Feeney’s reply came without hesitation. “Yeah, definitely,” he said. “I feel very strongly about my roots, and I will be very much committed to whatever you want to do.”
The two had been friends for about six years. A former schoolteacher from County Tipperary in Ireland, O’Dowd had emigrated to the United States in 1979 and cofounded Irish America, a journal that focused on prominent Irish Americans and was unapologetically pro-business and pro-nationalist. After coming across the magazine in 1987, Feeney had called O’Dowd to tell him how much he liked it and invited him to breakfast at Kaplan’s on East Fifty-ninth Street, a run-down diner that has since closed. O’Dowd said, “I found this guy sitting there in the corner, very unobtrusive, wearing a Mac, with nobody else around. He told me absolutely nothing about himself. I just assumed he was a businessman. He said he was very happy that somebody was finally chronicling the Irish American community because he felt that Americans had moved on too far from their roots.” They talked for most of the morning. After that, Feeney regularly called O’Dowd when he was in town. They would have coffee at Kaplan’s or lunch at P. J. Clarke’s, and the Irishman would go for weekends to Feeney’s house in Connecticut.

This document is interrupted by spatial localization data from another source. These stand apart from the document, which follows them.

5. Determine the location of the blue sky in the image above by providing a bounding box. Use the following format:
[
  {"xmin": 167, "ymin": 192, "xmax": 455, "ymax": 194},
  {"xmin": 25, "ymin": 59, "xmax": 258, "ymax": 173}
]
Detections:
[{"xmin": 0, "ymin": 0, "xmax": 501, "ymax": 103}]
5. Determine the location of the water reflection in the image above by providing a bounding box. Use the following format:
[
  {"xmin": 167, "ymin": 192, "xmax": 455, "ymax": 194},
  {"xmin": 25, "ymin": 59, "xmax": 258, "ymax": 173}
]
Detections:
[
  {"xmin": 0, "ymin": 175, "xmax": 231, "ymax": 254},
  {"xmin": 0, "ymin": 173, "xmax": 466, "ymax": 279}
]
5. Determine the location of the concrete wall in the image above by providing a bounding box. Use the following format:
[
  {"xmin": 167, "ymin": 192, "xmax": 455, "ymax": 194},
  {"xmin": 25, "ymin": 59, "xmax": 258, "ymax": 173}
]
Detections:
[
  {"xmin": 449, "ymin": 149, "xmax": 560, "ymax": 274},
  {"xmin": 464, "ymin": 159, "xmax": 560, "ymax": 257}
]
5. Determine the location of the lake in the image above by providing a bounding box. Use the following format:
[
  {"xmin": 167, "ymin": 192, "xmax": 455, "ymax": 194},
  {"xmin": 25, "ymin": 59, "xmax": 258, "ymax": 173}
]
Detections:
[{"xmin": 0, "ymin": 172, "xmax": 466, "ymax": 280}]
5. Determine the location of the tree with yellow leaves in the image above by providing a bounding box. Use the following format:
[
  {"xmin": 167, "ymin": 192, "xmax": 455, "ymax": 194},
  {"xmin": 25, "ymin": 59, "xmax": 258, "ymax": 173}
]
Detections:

“We hit it off because basically he looks at the world as a fairly absurd place and so do I, to a large extent,” said O’Dowd. “He has a kind of put-down humor, self-deprecating. He very consciously disdains everything that other people would make a fuss about. And he had this long-running dialogue with the waitress at Kaplan’s. They were always having a go at each other about his ‘meanness.’ She would say, ‘I suppose you only want boring tea?’ and he would say, ‘Just give me a glass of water.’ One time when someone at a nearby table started talking on a mobile phone, Chuck pulled out a large toy phone made of plastic and pretended to have a loud conversation.”